STRUCTURE OF THE SKIN

serves as a barrier to the environment, and some glands (sebaceous) may have weak anti-infective properties.
acts as a channel for communication to the outside world.
protects us from water loss, friction wounds, and impact wounds.
uses specialized pigment cells to protect us from ultraviolet rays of the sun.
produces vitamin D in the epidermal layer, when it is exposed to the sun's rays.
helps regulate body temperature through sweat glands.
helps regulate metabolism.
has esthetic and beauty qualities.

The skin consists of three functional layers:

Epidermis
Dermis or corium
Subcutis (hypodermis)

1 Epidermis

2 Dermis

3 Subcutis

4 Hair follicle

5 Sebaceous gland

6 Sweat gland

In these layers are found the epidermal appendages: nails, hair and glands. (Note: Sebaceous and sweat glands belong to the exocrine glands. Sebaceous glands are nearly always connected to hair follicles. Sweat glands deliver their secretions directly to the skin surface.) The skin performs various functions such as temperature regulation and insulation, energy storage, sensory perception and protection from environmental influences such as fungi, bacteria and (UV) radiation.

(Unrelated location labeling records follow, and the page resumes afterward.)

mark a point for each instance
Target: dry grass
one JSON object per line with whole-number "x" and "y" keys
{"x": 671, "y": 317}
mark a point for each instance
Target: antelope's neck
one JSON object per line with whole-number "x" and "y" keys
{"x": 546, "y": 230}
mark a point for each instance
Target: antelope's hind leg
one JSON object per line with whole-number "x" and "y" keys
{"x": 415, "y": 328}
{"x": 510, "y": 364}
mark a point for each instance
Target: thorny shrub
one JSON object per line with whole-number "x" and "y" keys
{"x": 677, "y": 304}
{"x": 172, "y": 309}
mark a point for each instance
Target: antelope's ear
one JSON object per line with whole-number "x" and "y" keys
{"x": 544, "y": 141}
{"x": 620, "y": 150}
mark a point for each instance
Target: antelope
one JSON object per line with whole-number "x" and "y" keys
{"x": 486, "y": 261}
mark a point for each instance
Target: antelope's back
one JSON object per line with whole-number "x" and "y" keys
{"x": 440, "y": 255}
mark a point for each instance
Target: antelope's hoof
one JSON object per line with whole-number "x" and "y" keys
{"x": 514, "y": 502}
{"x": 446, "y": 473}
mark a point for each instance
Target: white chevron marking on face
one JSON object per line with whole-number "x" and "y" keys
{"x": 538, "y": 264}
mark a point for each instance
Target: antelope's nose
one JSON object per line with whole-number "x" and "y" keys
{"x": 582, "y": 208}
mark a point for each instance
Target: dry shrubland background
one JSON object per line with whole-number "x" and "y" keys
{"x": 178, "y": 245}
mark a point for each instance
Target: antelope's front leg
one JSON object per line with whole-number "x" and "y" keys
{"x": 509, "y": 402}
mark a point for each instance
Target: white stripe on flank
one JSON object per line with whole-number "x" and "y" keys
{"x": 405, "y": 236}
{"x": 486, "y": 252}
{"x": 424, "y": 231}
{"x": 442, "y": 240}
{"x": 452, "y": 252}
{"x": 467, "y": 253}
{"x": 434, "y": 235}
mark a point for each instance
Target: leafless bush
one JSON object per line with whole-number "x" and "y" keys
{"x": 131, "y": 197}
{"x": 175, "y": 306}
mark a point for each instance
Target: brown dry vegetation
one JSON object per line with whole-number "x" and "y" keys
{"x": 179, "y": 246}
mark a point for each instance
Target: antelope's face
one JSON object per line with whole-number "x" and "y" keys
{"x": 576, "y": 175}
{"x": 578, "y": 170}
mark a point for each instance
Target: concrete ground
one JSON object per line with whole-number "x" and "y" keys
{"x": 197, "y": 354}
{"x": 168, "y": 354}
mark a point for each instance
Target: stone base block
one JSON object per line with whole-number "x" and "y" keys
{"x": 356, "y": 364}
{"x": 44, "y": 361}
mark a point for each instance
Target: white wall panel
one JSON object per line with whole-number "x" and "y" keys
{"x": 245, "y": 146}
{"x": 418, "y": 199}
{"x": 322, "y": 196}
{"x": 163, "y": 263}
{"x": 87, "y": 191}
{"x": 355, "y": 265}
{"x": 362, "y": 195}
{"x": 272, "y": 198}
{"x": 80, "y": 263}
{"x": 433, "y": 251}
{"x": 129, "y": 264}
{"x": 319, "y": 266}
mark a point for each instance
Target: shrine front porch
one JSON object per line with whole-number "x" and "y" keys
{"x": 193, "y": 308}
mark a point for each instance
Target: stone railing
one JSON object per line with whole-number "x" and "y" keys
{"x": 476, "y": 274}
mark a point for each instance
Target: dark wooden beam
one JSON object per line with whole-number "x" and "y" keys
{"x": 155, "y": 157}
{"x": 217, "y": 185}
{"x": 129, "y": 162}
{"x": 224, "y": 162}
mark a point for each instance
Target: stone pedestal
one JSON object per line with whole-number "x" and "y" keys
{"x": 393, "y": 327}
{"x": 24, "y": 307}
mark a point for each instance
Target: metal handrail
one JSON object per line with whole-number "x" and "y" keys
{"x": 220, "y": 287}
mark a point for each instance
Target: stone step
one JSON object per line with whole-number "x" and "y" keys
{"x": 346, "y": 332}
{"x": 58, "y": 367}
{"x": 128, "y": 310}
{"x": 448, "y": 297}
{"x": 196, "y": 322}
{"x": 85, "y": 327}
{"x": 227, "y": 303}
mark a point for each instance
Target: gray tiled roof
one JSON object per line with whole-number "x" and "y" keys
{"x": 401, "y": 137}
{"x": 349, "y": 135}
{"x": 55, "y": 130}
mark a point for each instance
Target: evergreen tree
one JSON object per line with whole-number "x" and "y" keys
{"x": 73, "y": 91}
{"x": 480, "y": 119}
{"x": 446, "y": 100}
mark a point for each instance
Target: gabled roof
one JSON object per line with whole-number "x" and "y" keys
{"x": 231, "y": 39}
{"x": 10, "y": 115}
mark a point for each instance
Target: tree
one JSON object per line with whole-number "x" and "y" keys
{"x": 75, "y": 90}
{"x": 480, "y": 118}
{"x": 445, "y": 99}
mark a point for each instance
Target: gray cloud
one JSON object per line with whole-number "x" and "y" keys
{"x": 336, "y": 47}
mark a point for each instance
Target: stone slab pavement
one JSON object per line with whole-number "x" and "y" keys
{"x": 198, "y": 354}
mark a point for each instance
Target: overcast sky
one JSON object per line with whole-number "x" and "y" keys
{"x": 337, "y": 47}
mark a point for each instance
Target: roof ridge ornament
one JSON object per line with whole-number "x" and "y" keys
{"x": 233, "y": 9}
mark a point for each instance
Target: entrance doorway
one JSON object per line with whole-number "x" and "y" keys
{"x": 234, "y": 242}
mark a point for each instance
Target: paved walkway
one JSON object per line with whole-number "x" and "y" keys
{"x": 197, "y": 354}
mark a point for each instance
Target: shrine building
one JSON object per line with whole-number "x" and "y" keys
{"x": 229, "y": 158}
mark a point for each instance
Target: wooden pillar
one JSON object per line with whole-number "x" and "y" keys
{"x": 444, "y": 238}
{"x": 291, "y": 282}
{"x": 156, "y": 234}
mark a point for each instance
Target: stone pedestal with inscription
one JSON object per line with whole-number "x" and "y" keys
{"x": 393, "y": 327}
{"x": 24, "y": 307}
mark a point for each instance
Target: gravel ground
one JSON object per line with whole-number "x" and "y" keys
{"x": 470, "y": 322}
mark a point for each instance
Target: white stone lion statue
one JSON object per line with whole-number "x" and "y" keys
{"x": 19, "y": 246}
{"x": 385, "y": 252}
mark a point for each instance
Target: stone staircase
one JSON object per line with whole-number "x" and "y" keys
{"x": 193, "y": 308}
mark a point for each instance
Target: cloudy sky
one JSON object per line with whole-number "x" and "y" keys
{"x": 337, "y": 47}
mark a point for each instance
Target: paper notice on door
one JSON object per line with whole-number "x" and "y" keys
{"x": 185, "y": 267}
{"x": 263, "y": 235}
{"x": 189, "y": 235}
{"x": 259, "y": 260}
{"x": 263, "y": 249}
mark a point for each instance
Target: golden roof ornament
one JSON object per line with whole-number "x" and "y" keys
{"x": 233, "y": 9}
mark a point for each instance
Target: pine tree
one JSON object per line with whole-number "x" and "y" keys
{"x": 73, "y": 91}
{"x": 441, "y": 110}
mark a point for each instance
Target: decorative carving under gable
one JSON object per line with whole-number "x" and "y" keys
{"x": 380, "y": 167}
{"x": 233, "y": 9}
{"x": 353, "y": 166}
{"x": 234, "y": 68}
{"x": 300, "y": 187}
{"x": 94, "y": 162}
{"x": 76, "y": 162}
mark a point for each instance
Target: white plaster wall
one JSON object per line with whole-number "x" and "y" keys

The skin is composed of several layers. The lowest layer is called the dermis. This layer is composed of connective tissue, blood vessels, nerve endings, hair follicles, and sweat and oil glands.

Skin Cell Types

Keratinocytes
The most abundant cell type of the epidermis is the keratinocyte. These cells produce keratin proteins that provide some of the rigidity of the outer layers of the skin. Keratinocytes also form the bulk of the material in hair follicles. Dandruff and hair are dead keratinocytes.

Fibroblasts
The dermis is produced largely by fibroblasts, which during embryonic development are part of the mesenchyme. The fibroblasts produce the collagens and elastins that make skin very durable, from within.

Melanocytes
Melanocytes are cells in low abundance in the epidermis that produce the pigment melanin. The pigment made in melanocytes is transferred to the cells of the hair or epidermis. The melanin granules are injected into (or ingested by) the keratinocyte cells. There, the melanin granules accumulate around the nucleus of each keratinocyte.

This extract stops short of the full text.